A septic system is an on-site sewage treatment and disposal system buried underground. It is composed of a spetic tank and a soil
absorption area. The modern septic tank is a water-tight box usually made of reinforced precast concrete, concrete blocks, or reinforced
fiberglass, through which no natural bacteria is able to enter. The septic tank is where organic solids are decomposed by a natural
enzymatic bacteria process. The purpose of your septic tank is treat household wastes, including body wastes, laundry water, bath water,
and discarded food.
Septic systems are designed to work indefinitely if they are properly installed and maintained.
It is critical to have your septic tank pumped out regularly and to maintain the proper level of septic tank enzymes and bacteria.
Waste enters the septic tank from toilets, sinks, tubs, and drains. Organic solid material floats to top of the septic tank forming a layer commonly called "scum".

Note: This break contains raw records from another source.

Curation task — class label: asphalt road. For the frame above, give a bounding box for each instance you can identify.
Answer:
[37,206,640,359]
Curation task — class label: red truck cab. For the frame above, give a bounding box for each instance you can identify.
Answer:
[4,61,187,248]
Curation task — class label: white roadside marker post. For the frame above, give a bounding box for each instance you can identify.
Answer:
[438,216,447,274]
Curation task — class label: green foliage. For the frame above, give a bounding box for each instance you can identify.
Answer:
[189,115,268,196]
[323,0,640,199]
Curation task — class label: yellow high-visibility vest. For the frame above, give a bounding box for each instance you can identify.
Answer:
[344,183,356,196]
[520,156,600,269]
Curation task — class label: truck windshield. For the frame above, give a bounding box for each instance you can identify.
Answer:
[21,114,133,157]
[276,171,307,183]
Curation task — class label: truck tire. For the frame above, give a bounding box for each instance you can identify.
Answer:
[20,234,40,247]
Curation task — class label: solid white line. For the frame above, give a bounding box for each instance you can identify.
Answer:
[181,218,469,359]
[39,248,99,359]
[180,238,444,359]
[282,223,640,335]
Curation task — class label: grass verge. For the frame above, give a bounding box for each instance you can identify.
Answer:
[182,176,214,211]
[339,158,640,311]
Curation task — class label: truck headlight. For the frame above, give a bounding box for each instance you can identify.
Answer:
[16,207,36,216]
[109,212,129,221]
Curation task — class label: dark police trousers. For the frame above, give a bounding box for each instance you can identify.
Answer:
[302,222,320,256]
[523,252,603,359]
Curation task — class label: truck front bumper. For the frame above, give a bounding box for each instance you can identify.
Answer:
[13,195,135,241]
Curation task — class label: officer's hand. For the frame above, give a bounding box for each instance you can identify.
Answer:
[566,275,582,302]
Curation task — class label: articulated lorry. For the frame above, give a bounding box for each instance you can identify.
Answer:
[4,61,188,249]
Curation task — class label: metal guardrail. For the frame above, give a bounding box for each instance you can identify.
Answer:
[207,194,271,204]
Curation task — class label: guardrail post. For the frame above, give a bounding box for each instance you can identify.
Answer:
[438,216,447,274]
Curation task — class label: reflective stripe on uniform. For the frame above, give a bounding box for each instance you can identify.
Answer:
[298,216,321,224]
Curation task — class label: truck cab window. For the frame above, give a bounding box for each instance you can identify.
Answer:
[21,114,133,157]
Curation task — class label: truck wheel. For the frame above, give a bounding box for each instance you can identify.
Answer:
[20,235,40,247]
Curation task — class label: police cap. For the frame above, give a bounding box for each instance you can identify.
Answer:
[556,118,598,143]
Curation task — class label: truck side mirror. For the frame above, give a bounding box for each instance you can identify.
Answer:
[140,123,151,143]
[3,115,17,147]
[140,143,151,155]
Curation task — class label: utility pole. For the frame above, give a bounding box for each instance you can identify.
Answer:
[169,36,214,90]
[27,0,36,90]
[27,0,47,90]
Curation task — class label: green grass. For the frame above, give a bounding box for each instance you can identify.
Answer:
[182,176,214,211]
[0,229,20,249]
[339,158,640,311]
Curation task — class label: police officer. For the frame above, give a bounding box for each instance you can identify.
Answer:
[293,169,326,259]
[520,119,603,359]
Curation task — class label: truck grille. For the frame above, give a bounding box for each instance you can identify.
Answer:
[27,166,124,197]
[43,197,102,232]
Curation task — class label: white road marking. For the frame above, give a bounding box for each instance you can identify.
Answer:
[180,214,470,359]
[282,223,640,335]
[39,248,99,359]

Inorganic materials and bi-products from enyzme and bacteria digestion settle to the bottom of the septic tank forming a layer called "sludge".
The proper amounts of enzymes and bacteria added to the septic tank regularly will convert these solid materials to liquid, which then flow through
your underground pipes to the drainfield. In the drainfield, the enzymes and bacteria continue to work, helping to reduce glazing and improving soil
Pollutants from a poorly functioning septic system can be drawn into your well and come out in your drinking, cooking, and bath water. If your
septic tank isn't cleaned regularly, sludge and scum will clog the drainfield, causing the whole septic system to fail.
It is important to remove this solid material before it reaches the level of the discharge outlet in the septic tank and flows into the drainfield. There is a certain
amount of material that is not biogradable and must be removed by pumping. If your septic system should stop or overflow, there could be offensive odors as
well as dangerous health hazards.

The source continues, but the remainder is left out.